TREES AND SHRUBS:
HYBRID BUDDLEIAS.

Van de Weyer W. (1920)

The Gardeners' Chronicle. ser.3, 68: pp181.

During several years prior to the war I tried to persuade Buddleia variabilis magnifica and B. globosa to flower simultaneously, so that I might cross them, but in this effort I was unsuccessful. I rejoined the Army at the beginning of the war, but on one occasion, while on week-end leave, I found, to my great delight, two ball-shaped heads of flowers on B. globosa. One of these heads of flowers I crossed with B. v. magnifica and the other with B. madagascariensis. The resulting seeds were collected and sown and I saw the plants therefrom in flower while on leave from France. They all produced spikes of ball-like heads of bloom, coloured greyish white, tinted with violet. With one exception, all the flowers were fertile, and this exception was very much like the one shown by me at the Royal Horticultural Society's meeting of September 21. There was also one seedling which gave spikes of ball-like heads of yellowish-white, which produced very little seed. All the seedlings were autumn-flowering and bloomed later than B. v. magnifica ; their foliage was very like that of B. v. magnifica, but the seed pods and seeds were like those of B. globosa. All the flowers were fragrant.

Seeds were collected from a greyish-white, violet-tinted seedling and sown. Among the resulting seedlings was the one shown on September 21, with buff-coloured flowers and named Golden Glow (see Fig. 85).

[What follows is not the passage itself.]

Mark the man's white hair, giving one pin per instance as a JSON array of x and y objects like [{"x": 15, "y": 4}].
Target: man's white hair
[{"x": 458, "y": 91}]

There were others with grey flowers, violet flowers and yellowish flowers, borne on spikes, in ball-like clusters. But the majority of the seedlings had spikes like an inferior B. v. magnifica, the only difference being that some of them faded off to yellow, instead of to brown, as in the case of B. v. magnifica. The seedlings which approximated to the B. v. magnifica type were almost, infertile, and some quite so. The few that produced seeds had pods one-third the length of those of B. v. magnifica, and the seeds had short, instead of long, wings. The yellowish-flowered variety of this generation is not very fertile and examples like the one exhibited are quite infertile. The blue-ball forms are moderately fertile, and the greyish-ball forms quite fertile. All the ball-flowered varieties have pods and seeds like those of B. globosa. All seedlings of this second generation are autumn-flowering, fragrant, and have leaves like those of B. v. magnifica. I have seedlings from the yellow, blue, grey and magnifica-like forms, in the second generation, but these have not yet flowered.

The cross between B. globosa and B. madagascariensis produced seedlings with spikes of orange-coloured balls, larger than those of B. globosa; they flowered earlier than the last named species and were scentless and infertile, except one, which gave two seed pods this year, and I have three seedlings just up. The seeds were like those of B. madagascariensis. All the seedlings from this cross have leaves of the B. madagascariensis type.

For horticultural purposes, I suggest the name of Buddleia Weyeriana for the hybrid between B. globosa and B. v. magnifica. One very interesting and, to me, curious point about this cross is the loss of colour in the first generation. I would have thought that a violet-flowered species crossed with a yellow-flowered one would have resulted in highly coloured progeny.

W. van de Weyer, Smedmore House, Corfe Castle, Dorset.